As swans are migratory, and are frequently seen alone, they can be imagined as exiles from their homelands. So Shelley, referring to Byron’s emigration to Italy, writes, ‘‘a tempest-cleaving Swan / Of the songs of Albion, / Driven from his ancestral streams / By the might of evil dreams, / Found a nest in thee [Venice]’’ (‘‘Euganean Hills’’ 174--78). Baudelaire in ‘‘Le Cygne’’
describes a swan escaped from a menagerie, crying for water and dreaming of his native lake. Mallarme’s best-known sonnet, Le vierge, le vivace et le bel aujourd’hui, likens the new ‘‘today’’ to a swan caught in the ice of a lake of past failures to fly: it might tear itself free but it remains fast in useless exile. See also Edmund Gosse’s ‘‘The Swan.’’ Yeats in ‘‘1919’’ writes, ‘‘Some moralist or mythological poet / Compares the solitary soul to a swan’’; he is probably alluding to Shelley’s Alastor 275--90, where the wandering poet contrasts his own homelessness with the flight of a swan to his nest and mate. It was also thought that swans sang at their deaths. Clytemnestra in Aeschylus’ Agamemnon 1444--45 gloats that Cassandra cried out at her death
like a swan. Plato has Socrates disparage this belief as a human projection (Phaedo 85a), but Socrates’ opinion did not much affect the poets. It was so commonplace a belief that Seneca can allude to the sweetness of a swan’s last song (Phaedra 301). Chaucer names ‘‘The jelous swan, ayens his deth that syngeth’’ (PF 342). When Ronsard declares he is weary of life, he sings his passing ‘‘the way a swan does, / Who sings its death on the banks of the Meander’’ (sonnet: ‘‘Il faut laisser maisons’’). Shakespeare has: ‘‘And now this pale swan in her wat’ry nest / Begins the sad dirge of her certain ending’’ (Lucrece 1611--12). The phrase ‘‘swan song’’ often refers to the last work of a poet or musician. Ovid declares the final book of his Tristia to be the sorrowful song of a swan (5.1.11--14), probably the passage Dar’?o invokes when he writes, ‘‘I salute you [swans] now as in Latin verses / Publius Ovidius Naso once saluted you’’ (‘‘Los Cisnes’’ 5--6). Yeats in ‘‘The Tower’’ beautifully describes ‘‘the hour / When the swan must fix his eye / Upon a fading gleam, / Float out upon a long / Last reach of glittering stream / And there sing his last song.’’ The image is implicit in Tennyson’s ‘‘The Lady of Shalott,” where the Lady, whose magic web and mirror are destroyed when she looks down to Camelot, lies down, ‘‘robed in snowy white” (136), in a boat and sings her last song as she floats downstream.
An ancient myth tells how Zeus in the form of a swan raped Leda, who then gave birth to Helen and Clytemnestra from one egg and Castor and Pollux from another.

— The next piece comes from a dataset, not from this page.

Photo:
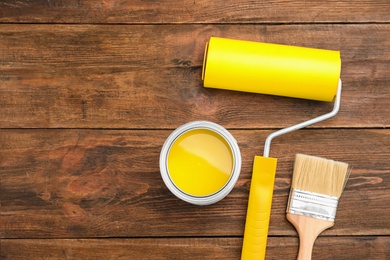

It was a popular subject in ancient art, and several of the Renaissance masters painted it (e.g., Michaelangelo, Leonardo, Raphael). See also Dar’?o’s ‘‘Leda’’ and Yeats’s ‘‘Leda and the Swan.’’ Tennyson knew some of the legends about swan-maidens and swan-princes that were common in the Middle Ages; the best-known of these is the tale of Lohengrin. After Wagner’s opera Lohengrin mysterious swans swim through Symbolist poems, notably in many by Dar’?o, who celebrates a new ‘‘Wagnerian swan,” which will grasp beauty (Leda) and/or conceive a greater ideal beauty (Helen) (‘‘The Swan”); it is ‘‘the poet of perfect verses” (‘‘Blazon”).